Under the current draft, a non-yielding stablecoin is a commodity-like instrument. It sits outside the SEC’s remit. The bank can hold the reserves, collect the spread, and pass no yield to the user. That’s good for the bank—they earn the risk-free spread on custodial assets.
If yield is permitted, two things happen: 1. The stablecoin issuer must either distribute the yield to holders or reinvest it. Distribution turns the stablecoin into a security. Reinvestment creates a pool of capital that the issuer manages. Either way, the issuer is acting like a bank—accepting deposits and offering returns. 2. The bank loses its intermediation role. If Circle can offer 4% yield on USDC directly, why would anyone keep deposits in a checking account earning 0.01%?
The ABA’s letter is a lobbying move to slow down a provision that threatens their core business model. But there’s a deeper structural issue.
Based on my experience tracking institutional flows during the 2024 ETF approval cycle, I built dashboards monitoring Grayscale and BlackRock wallet movements. I saw how yield attachments create second-order effects. When UST offered 20% on Anchor, it wasn’t a stablecoin—it was a bond with a fragile peg. The ABA knows that if yield is permitted, stablecoins will bifurcate into two classes: - Yield-bearing stablecoins (securities, regulated by SEC) - Zero-yield stablecoins (commodities, regulated by CFTC/OCC)
The CLARITY Act attempts to force all payment stablecoins into the zero-yield bucket. The ABA wants to ensure that bucket stays empty of yield—and that no competing bucket gets created that isn’t controlled by banks.
Contrarian Angle: The Banks Are Not Asking for Clarity—They’re Asking for a Fork
Mainstream coverage frames this as a reasonable regulatory request. It’s not.
Consider the timing: three days before a hearing. The ABA knows the draft was public for weeks. They could have submitted comments earlier. This is a strategic last-minute pressure play.

Here’s the contrarian read: The ABA wants the yield provision to remain ambiguous enough that no compliant stablecoin can offer yield for the next 2-3 years. During that window, banks will launch their own stablecoins (think JPM Coin, USDF, or a consortium play) that can offer yield because they already have bank charters. The result? A slow regulatory capture of the stablecoin market by incumbents.
Alpha hides in the friction of chaos. This friction is intentional.
During the 2022 Terra collapse, I identified the algorithmic flaw three days before the crash based on liquidity pool imbalances. Same pattern here: look at the imbalance in political capital. The banking lobby spent over $50 million on campaign contributions in 2023 alone. The crypto lobby spent roughly $15 million. That’s a 3:1 ratio. The CLARITY Act’s yield clause is the battleground, but the war is about who controls the digital dollar infrastructure.

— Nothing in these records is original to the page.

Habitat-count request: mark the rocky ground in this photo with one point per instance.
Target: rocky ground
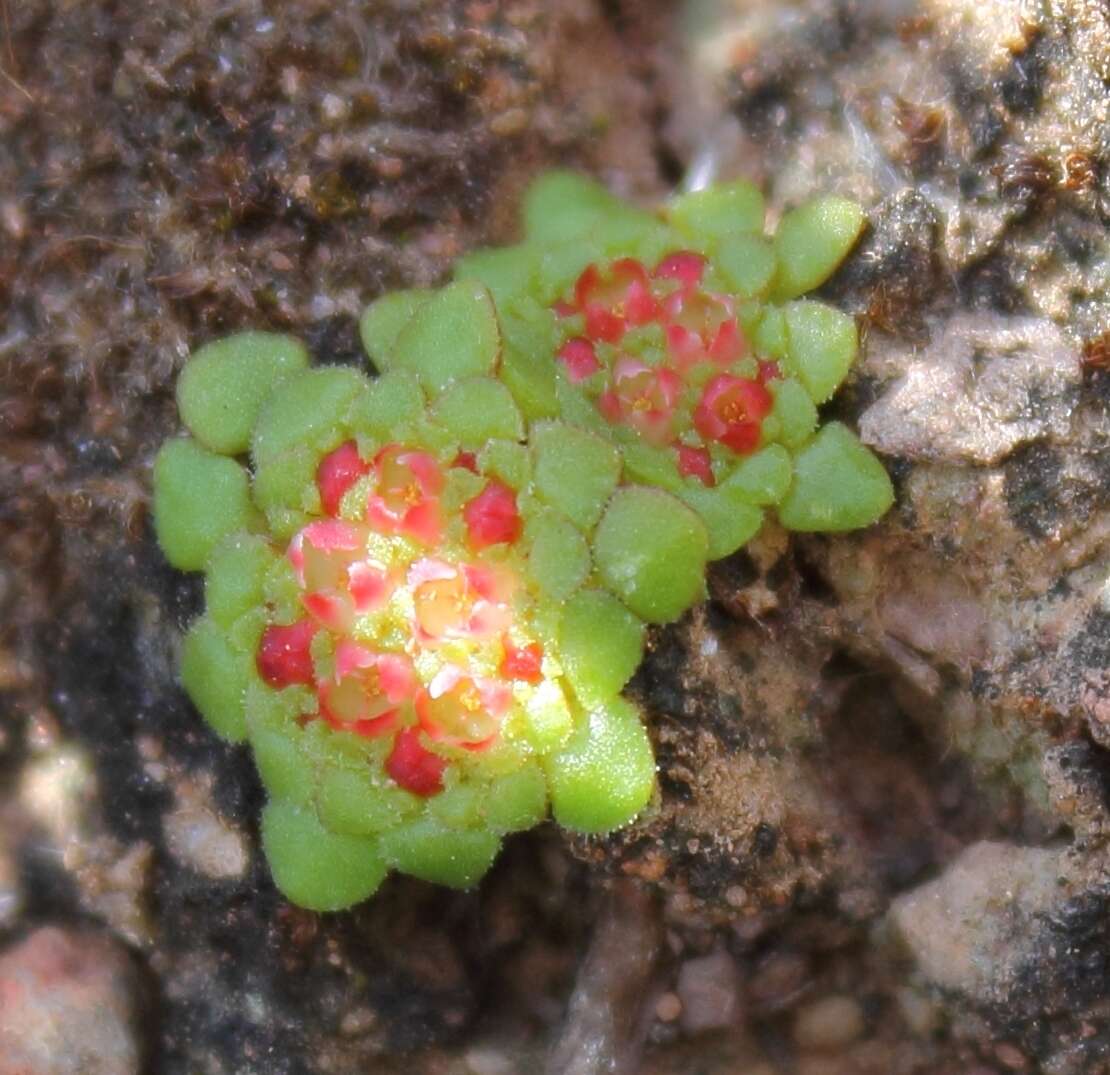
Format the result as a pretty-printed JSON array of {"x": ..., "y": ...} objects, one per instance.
[{"x": 881, "y": 843}]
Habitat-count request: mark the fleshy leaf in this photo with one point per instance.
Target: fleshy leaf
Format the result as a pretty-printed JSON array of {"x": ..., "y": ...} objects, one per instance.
[
  {"x": 446, "y": 856},
  {"x": 747, "y": 263},
  {"x": 651, "y": 551},
  {"x": 382, "y": 321},
  {"x": 559, "y": 555},
  {"x": 223, "y": 385},
  {"x": 602, "y": 644},
  {"x": 813, "y": 240},
  {"x": 215, "y": 675},
  {"x": 574, "y": 471},
  {"x": 820, "y": 347},
  {"x": 452, "y": 337},
  {"x": 314, "y": 867},
  {"x": 235, "y": 574},
  {"x": 838, "y": 484},
  {"x": 719, "y": 211},
  {"x": 605, "y": 774},
  {"x": 478, "y": 410},
  {"x": 308, "y": 410},
  {"x": 199, "y": 499}
]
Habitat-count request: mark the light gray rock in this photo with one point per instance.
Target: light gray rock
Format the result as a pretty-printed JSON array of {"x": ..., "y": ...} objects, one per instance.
[{"x": 68, "y": 1006}]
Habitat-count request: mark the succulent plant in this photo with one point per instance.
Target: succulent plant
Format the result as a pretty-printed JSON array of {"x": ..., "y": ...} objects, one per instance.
[{"x": 426, "y": 591}]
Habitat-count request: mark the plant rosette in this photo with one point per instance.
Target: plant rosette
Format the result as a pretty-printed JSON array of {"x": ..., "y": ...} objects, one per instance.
[
  {"x": 682, "y": 338},
  {"x": 425, "y": 592},
  {"x": 394, "y": 621}
]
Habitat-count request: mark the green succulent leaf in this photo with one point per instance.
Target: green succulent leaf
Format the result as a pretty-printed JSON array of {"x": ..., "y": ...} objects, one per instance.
[
  {"x": 813, "y": 240},
  {"x": 313, "y": 866},
  {"x": 434, "y": 852},
  {"x": 719, "y": 211},
  {"x": 574, "y": 470},
  {"x": 199, "y": 499},
  {"x": 217, "y": 674},
  {"x": 236, "y": 573},
  {"x": 794, "y": 412},
  {"x": 820, "y": 345},
  {"x": 602, "y": 644},
  {"x": 838, "y": 484},
  {"x": 382, "y": 321},
  {"x": 558, "y": 558},
  {"x": 651, "y": 551},
  {"x": 453, "y": 335},
  {"x": 746, "y": 263},
  {"x": 478, "y": 410},
  {"x": 311, "y": 410},
  {"x": 223, "y": 385},
  {"x": 517, "y": 800},
  {"x": 605, "y": 774}
]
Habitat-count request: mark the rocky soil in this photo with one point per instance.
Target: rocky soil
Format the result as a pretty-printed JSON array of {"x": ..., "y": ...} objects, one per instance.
[{"x": 883, "y": 840}]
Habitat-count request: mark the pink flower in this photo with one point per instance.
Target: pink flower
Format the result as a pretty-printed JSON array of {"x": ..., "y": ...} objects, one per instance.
[
  {"x": 643, "y": 398},
  {"x": 684, "y": 265},
  {"x": 702, "y": 328},
  {"x": 337, "y": 579},
  {"x": 366, "y": 691},
  {"x": 730, "y": 412},
  {"x": 413, "y": 766},
  {"x": 615, "y": 301},
  {"x": 461, "y": 710},
  {"x": 578, "y": 359},
  {"x": 336, "y": 473},
  {"x": 492, "y": 518},
  {"x": 405, "y": 500},
  {"x": 694, "y": 462},
  {"x": 284, "y": 656}
]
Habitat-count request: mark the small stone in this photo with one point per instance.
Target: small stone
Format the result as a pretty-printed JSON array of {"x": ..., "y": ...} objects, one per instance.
[
  {"x": 67, "y": 1006},
  {"x": 488, "y": 1060},
  {"x": 668, "y": 1007},
  {"x": 828, "y": 1024},
  {"x": 709, "y": 992},
  {"x": 1011, "y": 1057}
]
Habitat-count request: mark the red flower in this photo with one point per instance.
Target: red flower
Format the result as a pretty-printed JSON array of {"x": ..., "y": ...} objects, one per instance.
[
  {"x": 366, "y": 690},
  {"x": 643, "y": 398},
  {"x": 578, "y": 358},
  {"x": 413, "y": 766},
  {"x": 336, "y": 473},
  {"x": 694, "y": 462},
  {"x": 730, "y": 411},
  {"x": 405, "y": 500},
  {"x": 492, "y": 518},
  {"x": 684, "y": 265},
  {"x": 283, "y": 656},
  {"x": 615, "y": 301},
  {"x": 337, "y": 578},
  {"x": 523, "y": 662}
]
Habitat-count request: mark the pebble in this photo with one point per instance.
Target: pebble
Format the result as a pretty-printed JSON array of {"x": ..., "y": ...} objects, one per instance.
[
  {"x": 828, "y": 1024},
  {"x": 709, "y": 991},
  {"x": 668, "y": 1007},
  {"x": 200, "y": 839},
  {"x": 68, "y": 1006}
]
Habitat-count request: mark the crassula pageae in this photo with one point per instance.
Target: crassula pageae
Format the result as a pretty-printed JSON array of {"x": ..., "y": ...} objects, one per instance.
[{"x": 426, "y": 591}]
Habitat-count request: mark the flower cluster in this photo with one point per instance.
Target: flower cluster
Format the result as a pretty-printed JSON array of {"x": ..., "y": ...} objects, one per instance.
[
  {"x": 425, "y": 592},
  {"x": 666, "y": 357}
]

Code does not lie, but it does obfuscate. In this case, the code is the law—and it’s obfuscating a power transfer from crypto-native issuers to traditional banks.

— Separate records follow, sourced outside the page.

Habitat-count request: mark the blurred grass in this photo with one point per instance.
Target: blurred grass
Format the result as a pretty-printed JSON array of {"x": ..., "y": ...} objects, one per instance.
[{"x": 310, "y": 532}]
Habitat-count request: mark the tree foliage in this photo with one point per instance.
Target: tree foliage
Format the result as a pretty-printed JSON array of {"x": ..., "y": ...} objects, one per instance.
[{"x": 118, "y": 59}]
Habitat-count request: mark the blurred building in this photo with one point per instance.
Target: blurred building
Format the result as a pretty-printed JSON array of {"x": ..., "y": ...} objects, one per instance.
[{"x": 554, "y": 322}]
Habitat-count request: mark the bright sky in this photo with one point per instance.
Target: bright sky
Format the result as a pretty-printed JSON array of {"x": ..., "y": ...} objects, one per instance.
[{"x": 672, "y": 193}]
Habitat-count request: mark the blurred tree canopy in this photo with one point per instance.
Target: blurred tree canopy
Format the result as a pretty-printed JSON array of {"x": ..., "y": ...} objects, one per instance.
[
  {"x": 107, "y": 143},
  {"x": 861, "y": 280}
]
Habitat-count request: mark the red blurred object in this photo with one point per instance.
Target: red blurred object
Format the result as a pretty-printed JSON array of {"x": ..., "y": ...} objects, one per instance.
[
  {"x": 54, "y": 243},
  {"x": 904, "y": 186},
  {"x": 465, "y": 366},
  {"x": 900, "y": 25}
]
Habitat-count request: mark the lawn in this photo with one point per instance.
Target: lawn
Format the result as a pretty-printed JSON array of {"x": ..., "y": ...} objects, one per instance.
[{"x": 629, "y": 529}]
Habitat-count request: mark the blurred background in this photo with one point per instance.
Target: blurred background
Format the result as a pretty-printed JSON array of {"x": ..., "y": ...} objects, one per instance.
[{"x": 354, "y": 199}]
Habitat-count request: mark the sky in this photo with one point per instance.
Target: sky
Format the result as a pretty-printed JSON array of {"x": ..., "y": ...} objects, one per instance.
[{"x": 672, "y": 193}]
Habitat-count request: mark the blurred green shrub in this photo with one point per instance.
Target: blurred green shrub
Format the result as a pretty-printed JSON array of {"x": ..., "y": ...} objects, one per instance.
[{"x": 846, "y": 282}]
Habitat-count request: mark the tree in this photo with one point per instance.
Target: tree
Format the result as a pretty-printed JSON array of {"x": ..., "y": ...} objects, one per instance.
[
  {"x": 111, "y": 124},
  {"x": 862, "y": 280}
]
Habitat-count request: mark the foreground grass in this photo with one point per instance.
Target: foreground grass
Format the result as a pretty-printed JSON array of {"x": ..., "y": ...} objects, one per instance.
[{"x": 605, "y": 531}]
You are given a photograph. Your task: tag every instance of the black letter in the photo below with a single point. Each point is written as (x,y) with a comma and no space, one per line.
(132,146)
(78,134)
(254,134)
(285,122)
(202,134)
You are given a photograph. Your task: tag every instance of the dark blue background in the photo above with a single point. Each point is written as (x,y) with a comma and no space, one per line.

Takeaway: Three Things to Watch in the Next 60 Days
- The July 17 hearing transcript – Watch for any lawmaker asking about “issuer vs. bank” classification. That signals which side has momentum.
- Circle’s response – Circle has been lobbying for explicit yield permission. If they stay silent, they’ve already conceded the yield battle and will focus on payment volume.
- DeFi stablecoin flows – If DAI and other non-yielding decentralized stablecoins see an inflow of TVL following the hearing, it means capital is front-running a restrictive outcome.
My bias: yield will be banned on payment stablecoins. That’s net bearish for USDC (which will lose its yield advantage) but neutral for USDT (which already doesn’t yield). The real opportunity is in protocols that can create yield through on-chain mechanisms rather than reserve spread—think Ethena, Frax, or a restructured DAI with real-world asset backing.
Silence in the order book is louder than noise. The ABA’s letter is noise. The absence of a competing crypto-friendly framework? That’s the signal.
The ledger remembers what the ego forgets. This time, the ego is the banking lobby. The ledger will record whether they succeed in preserving their yield spread. Track the amendments. Track the witness list. That’s where the truth lives.